I wasn't expecting to go that route with this post, but I guess the point is that despite, through and even because of the pain I have experienced, things have been made beautiful and somehow better. The moments of darkness have led and contributed to the kind of experiences I mentioned at the very beginning of this post. Through the pain I have been through, I have experienced things naturally fall into place in my life. Doors open and opportunities arise in the most unexpected ways, and life changing decisions are easy and natural. Life just happens.
I often look at my art and am amazed at the fact that something inspiring somehow happened, and that who I am in some way has made it on to paper or canvas. In the same way, I look at my life and am awestruck by how things work themselves out beautifully even in times where things rationally don't make sense. Trial and pain have played and still do play a significant role in the development of my life and my artistic expression. And in a lot of ways it is due to the rough patches of my life that things go so smoothly and naturally now.

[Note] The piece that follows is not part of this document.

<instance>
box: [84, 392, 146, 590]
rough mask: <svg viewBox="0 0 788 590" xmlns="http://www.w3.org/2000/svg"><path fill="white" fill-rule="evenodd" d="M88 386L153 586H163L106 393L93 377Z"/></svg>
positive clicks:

All of this brings me to the awareness and amazement that there is creativity and power beyond me that weaves my life together. As a Christian I believe that this is God, my creator, the source of beauty and meaning in the world. I see him as the ultimate, truest and most original artist-- the very reason that I am able to create anything beautiful. And because of him, my times of pain have resulted in deep artistic and emotional beauty that I value beyond words. And now, things just happen.